The capping of airfares by the government may further hurt carriers who are estimated to be incurring daily losses of ₹70-90 crore, and are still to receive any financial relief.
With travel sentiments staying muted and fares capped, airlines are looking at huge losses in the coming quarters, said Nripendra Singh, industry principal, aerospace, defence and security practice at Frost & Sullivan.
“Some smaller airlines may find it tough to survive and we could see mergers and acquisitions, and consolidation happen," Singh said.
As things stand, India’s aviation industry is expected to post losses of $3-3.6 billion this quarter due to covid-19-related disruptions, with airlines sharing the bulk of the hit, aviation consultancy firm Capa India said in a recent report.
The restart of flights from Monday after two months of suspension will take place amid the fourth phase of the nationwide lockdown set to end on 31 May.
Resumption of operations from 1 June would have given the industry more time to organize logistics issues and re-open bookings, especially as the standard operating procedures (SOPs) for flight operations were issued only on 21 May, said Kapil Kaul, South Asia CEO of Capa India.
Kaul said low fuel price will compensate for higher costs from implementing safety protocols. He said, however, that the government decision to cap fares will hurt airlines.
Airlines as well as passengers will have to follow various rules when flights resume, according to a document containing general instructions for commencement of domestic flight services, prepared by the civil aviation ministry.
For instance, airlines will no longer provide meal services, cabin baggage would be barred, passengers will have to wear a face mask and will need to reach the airport at least two hours before departure. Those with red status on Aarogya Setu app will not be permitted to travel.
Some states like Assam will insist on quarantine for all passengers coming by air, television news channel NDTV reported quoting the state’s deputy chief minister Himanta Biswa Sarma.
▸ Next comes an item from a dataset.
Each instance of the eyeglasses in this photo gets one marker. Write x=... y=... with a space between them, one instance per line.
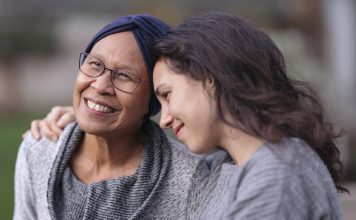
x=122 y=80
Such measures are only expected to hurt travel sentiments further.
“We don’t know what the demand situation will be like," said a senior airline official, requesting anonymity, adding that while there may be pent-up demand initially, it is expected to taper off eventually.
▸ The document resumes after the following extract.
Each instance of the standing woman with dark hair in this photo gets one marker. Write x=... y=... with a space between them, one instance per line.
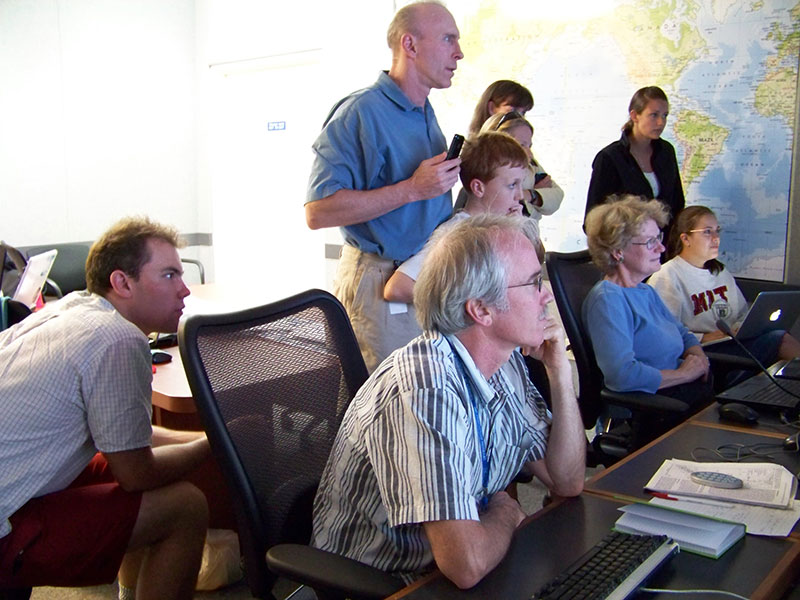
x=640 y=162
x=500 y=97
Resumption of flights “will ease the stress of the airlines," said Jagannarayan Padmanabhan, director—transport and logistics, Crisil Infrastructure Advisory, who added that the plan to control fares should not, however, become a precedent for controlling prices later.
“Financial health of airline will have to be looked at individually. This will get panned out in the next 6 to 12 months," Padmanabhan said.
An industry executive expressed hope that the penchant for air travel will help to absorb the covid-19 shock eventually.
“The public has come to rely on air transportation, and it is part of our business and personal lifestyle. The connectivity we all depend on, remains as strong as ever,"said Ashmita Sethi, president and country head, United Technologies Corporation India Pvt. Ltd.